The AMCC S5920 was developed to provide the designer with a single multi-function device offering a flexible and easy means to connect applications to the PCI Local Bus. Designers connecting to the PCI Local Bus through the S5920 eliminate the necessity to understand complex PCI Bus timing requirements and the time consuming task of assuring PCI specification compliance. The S5920's design incorporates years of design experience and system knowledge achieved through the popular S5933 PCI Matchmaker device.

The S5920 converts complex PCI bus signals into an easy-to-use 8-, 16- or 32-bit user bus referred to as the Add-On Local Bus. The S5920 Add-On signal pins, shown in Figure 2, provide the designer with a much simpler bus structure in which to interface I/O, memory or data acquisition applications and to port existent ISA-based designs over to the PCI Bus. The bus can be operated either synchronously or asynchronously to the PCI Local Bus with user definable clock speeds from 8 to 40 MHz.

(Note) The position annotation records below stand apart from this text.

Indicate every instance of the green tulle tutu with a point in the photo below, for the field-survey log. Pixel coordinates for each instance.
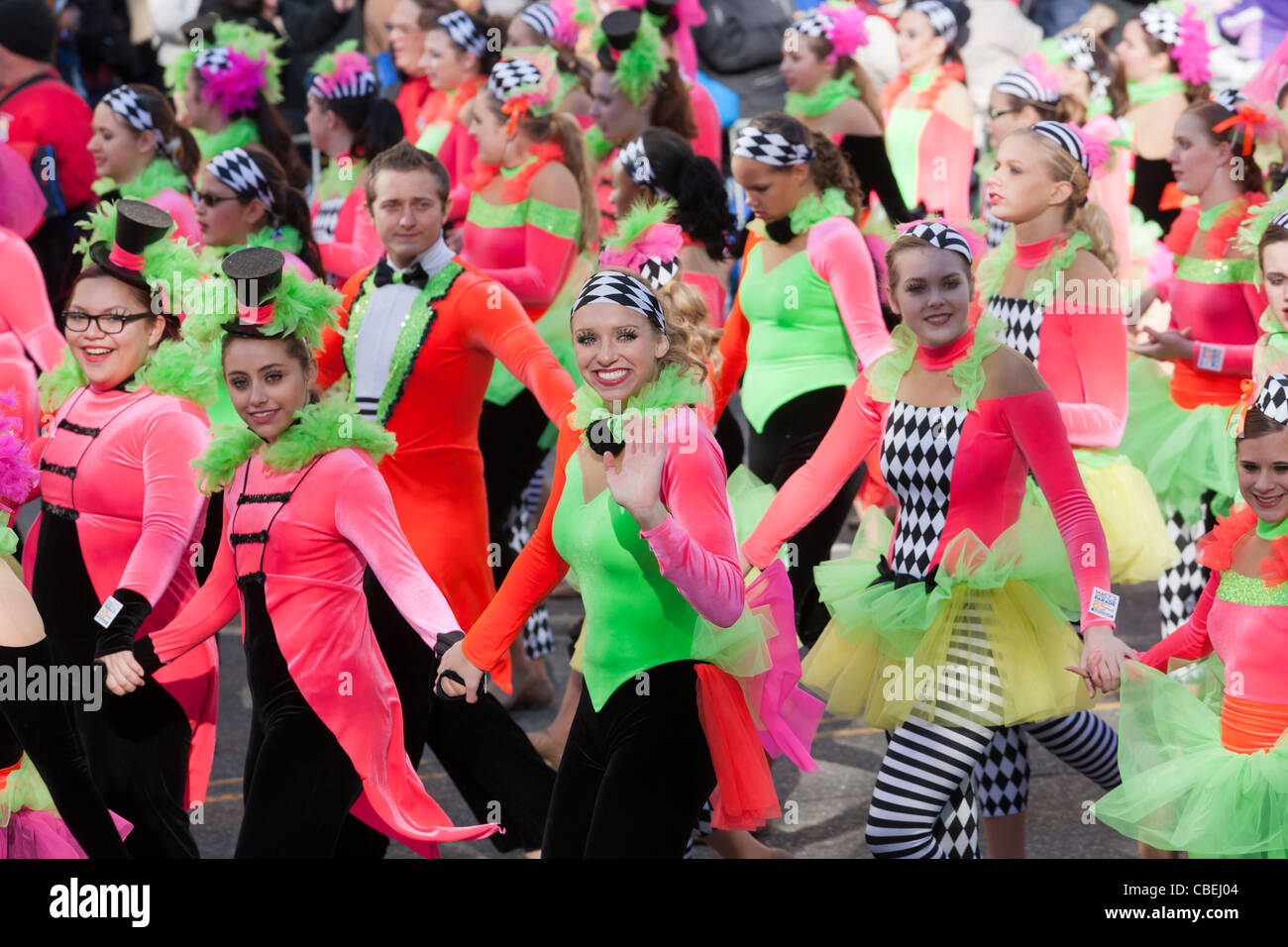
(1183, 453)
(1181, 789)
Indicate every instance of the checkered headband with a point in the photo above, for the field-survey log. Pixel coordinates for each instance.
(1067, 138)
(771, 149)
(1162, 24)
(634, 161)
(460, 26)
(211, 59)
(125, 102)
(619, 289)
(1024, 85)
(941, 20)
(1231, 99)
(1082, 58)
(941, 236)
(239, 170)
(510, 77)
(1273, 398)
(359, 85)
(540, 17)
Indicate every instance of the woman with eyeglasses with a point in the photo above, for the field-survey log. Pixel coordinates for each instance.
(245, 200)
(142, 153)
(112, 553)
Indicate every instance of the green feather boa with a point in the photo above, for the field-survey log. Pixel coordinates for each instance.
(321, 428)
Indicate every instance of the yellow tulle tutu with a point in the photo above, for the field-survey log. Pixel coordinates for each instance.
(986, 643)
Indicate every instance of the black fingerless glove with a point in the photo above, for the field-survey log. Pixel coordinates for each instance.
(119, 621)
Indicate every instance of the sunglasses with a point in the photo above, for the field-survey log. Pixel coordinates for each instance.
(108, 325)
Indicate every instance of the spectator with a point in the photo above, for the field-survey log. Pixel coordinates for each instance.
(48, 124)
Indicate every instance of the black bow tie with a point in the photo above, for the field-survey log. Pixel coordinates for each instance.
(415, 274)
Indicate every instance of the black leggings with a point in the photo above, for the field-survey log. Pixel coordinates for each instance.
(46, 732)
(297, 783)
(483, 750)
(791, 436)
(634, 774)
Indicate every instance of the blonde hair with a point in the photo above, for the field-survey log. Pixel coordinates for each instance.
(1081, 214)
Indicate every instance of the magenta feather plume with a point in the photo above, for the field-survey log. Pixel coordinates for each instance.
(233, 89)
(662, 241)
(17, 474)
(849, 34)
(1192, 48)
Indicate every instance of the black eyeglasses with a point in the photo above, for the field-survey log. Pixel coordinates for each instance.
(210, 200)
(108, 325)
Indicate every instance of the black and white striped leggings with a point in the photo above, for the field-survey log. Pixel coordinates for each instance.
(927, 766)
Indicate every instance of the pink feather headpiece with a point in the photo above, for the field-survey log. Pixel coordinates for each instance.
(232, 85)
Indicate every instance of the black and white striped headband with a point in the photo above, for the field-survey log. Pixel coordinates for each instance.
(1273, 398)
(463, 30)
(1067, 138)
(1162, 24)
(1080, 53)
(1024, 85)
(941, 20)
(941, 236)
(621, 289)
(634, 159)
(771, 149)
(540, 17)
(239, 170)
(125, 102)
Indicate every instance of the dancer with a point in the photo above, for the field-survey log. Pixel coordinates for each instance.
(558, 24)
(1176, 429)
(1164, 59)
(928, 116)
(38, 737)
(458, 62)
(1051, 286)
(831, 93)
(351, 124)
(1196, 779)
(967, 582)
(417, 338)
(806, 311)
(111, 554)
(226, 93)
(635, 86)
(142, 153)
(245, 200)
(647, 528)
(660, 165)
(532, 226)
(316, 750)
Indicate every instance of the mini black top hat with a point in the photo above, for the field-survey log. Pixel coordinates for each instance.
(256, 272)
(619, 29)
(665, 12)
(138, 226)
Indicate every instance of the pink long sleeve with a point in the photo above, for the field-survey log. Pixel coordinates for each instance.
(362, 249)
(1033, 423)
(695, 545)
(855, 429)
(548, 257)
(1190, 641)
(840, 257)
(1090, 381)
(26, 307)
(365, 515)
(171, 504)
(211, 607)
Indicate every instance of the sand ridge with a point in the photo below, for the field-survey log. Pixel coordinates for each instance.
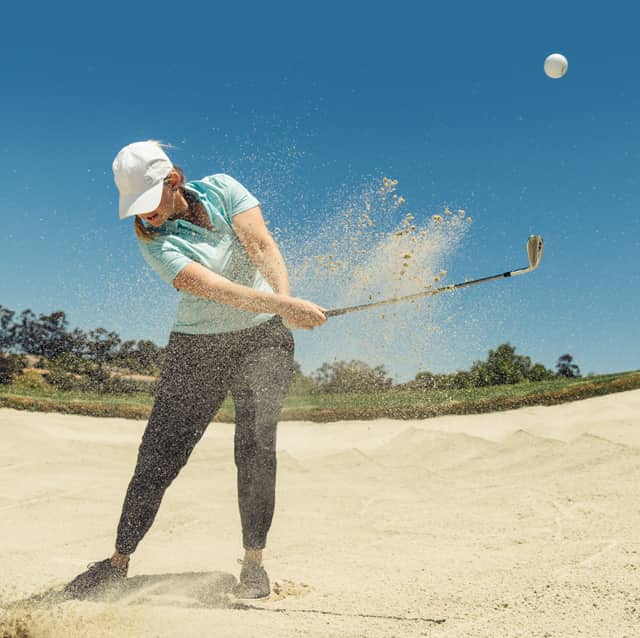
(522, 523)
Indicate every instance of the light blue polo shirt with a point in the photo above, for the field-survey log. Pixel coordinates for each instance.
(180, 242)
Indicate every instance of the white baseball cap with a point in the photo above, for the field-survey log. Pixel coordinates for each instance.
(139, 170)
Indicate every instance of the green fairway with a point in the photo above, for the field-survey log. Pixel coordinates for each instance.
(393, 403)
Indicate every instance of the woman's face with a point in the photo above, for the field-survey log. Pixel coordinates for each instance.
(165, 208)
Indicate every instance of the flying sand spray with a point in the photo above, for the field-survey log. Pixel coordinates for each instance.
(535, 247)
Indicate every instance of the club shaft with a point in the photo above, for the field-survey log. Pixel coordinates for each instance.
(420, 295)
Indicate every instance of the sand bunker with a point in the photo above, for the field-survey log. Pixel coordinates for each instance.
(522, 523)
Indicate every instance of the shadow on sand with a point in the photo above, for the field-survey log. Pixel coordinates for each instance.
(209, 590)
(203, 590)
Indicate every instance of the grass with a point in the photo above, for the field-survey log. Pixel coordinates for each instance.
(394, 403)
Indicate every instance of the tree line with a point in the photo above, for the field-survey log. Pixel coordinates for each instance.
(75, 359)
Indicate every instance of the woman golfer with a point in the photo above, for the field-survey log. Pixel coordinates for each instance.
(207, 238)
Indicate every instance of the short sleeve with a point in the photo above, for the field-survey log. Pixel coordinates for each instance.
(236, 198)
(165, 259)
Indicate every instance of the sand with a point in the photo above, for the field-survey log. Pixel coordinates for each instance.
(522, 523)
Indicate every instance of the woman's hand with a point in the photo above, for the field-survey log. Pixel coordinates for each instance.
(299, 313)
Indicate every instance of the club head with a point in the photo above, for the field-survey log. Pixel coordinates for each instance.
(535, 248)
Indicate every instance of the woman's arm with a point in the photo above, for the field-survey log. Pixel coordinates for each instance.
(251, 230)
(200, 281)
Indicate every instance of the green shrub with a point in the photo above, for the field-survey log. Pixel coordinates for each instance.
(29, 379)
(11, 365)
(61, 380)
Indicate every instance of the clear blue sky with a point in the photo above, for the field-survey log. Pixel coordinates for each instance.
(303, 102)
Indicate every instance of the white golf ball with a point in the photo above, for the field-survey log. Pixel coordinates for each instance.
(556, 65)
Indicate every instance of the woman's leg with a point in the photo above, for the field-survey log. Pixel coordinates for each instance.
(259, 386)
(191, 389)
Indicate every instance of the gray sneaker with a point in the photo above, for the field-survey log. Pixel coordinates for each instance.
(98, 577)
(254, 581)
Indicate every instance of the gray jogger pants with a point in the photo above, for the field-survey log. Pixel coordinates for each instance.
(255, 365)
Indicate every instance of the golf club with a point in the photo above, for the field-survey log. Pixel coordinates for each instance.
(535, 247)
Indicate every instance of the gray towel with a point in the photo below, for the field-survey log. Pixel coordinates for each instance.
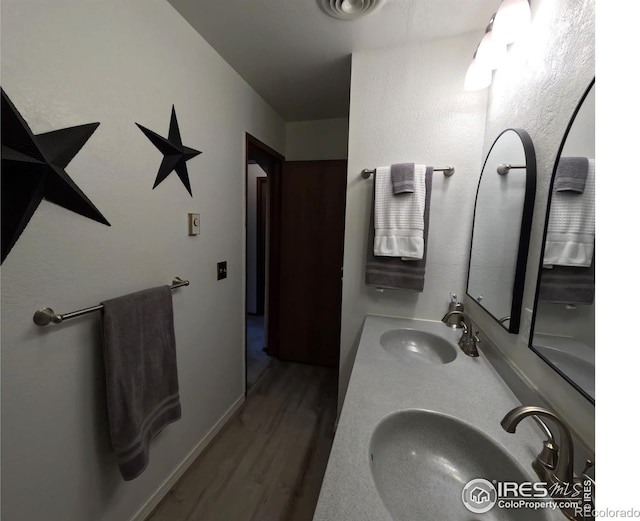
(568, 284)
(402, 178)
(141, 373)
(393, 272)
(572, 174)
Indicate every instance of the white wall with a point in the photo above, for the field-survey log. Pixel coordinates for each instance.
(317, 139)
(408, 105)
(538, 90)
(253, 172)
(72, 62)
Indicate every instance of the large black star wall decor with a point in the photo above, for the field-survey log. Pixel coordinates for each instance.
(175, 153)
(33, 168)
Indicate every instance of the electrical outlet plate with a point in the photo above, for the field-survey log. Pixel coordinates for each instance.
(194, 224)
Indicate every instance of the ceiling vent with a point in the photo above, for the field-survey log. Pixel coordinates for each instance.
(349, 9)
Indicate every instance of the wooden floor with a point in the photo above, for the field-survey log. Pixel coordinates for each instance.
(268, 462)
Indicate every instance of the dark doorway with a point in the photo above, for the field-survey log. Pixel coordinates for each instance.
(263, 170)
(311, 249)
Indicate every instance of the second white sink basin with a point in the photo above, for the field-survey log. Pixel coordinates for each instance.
(422, 460)
(412, 345)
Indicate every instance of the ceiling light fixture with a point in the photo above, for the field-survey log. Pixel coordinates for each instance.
(506, 26)
(349, 9)
(512, 20)
(491, 51)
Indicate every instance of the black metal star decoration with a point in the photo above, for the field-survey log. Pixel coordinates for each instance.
(175, 153)
(33, 168)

Since the S5920 is a PCI 'Target' or 'Slave' device only, its cost is significantly less than PCI Bus Master solutions making it ideal for low cost applications. The S5920 is compliant with the PCI Local Bus Specification Revision 2.2. It is capable of 132 Mbytes/sec data transfer rates and supports both burst and single DWORD data transfers. The S5920 logic core is powered from a single 5 volt supply and utilizes advanced AMCC technology to achieve low system power consumption at clock speeds to 33 MHz. The S5920 block diagram is shown in Figure 1.

The S5920's superior feature set offers the designer multiple hardware and software design options for higher performance. Up to four Host bus memory or I/O space definable blocks, referred to as Pass-Thru regions, may be implemented providing multiple data channels. Data transfers via a Pass-Thru data channel can be performed through a single buffered to the application or through burstable FIFOs. Added read prefetch and programmable FIFO wait state features allow the user to fine tune system performance. The Pass-Thru data channels also supports an 'active or passive' mode bus interface. Passive mode requires the designer to transfer data by externally driving data onto the Add-On Bus. Active mode minimizes design components by enabling internal logic to drive or acquire the Add-On Bus for reading or writing data independently. Active mode also supports programmable wait state generation for slower Add-On designs.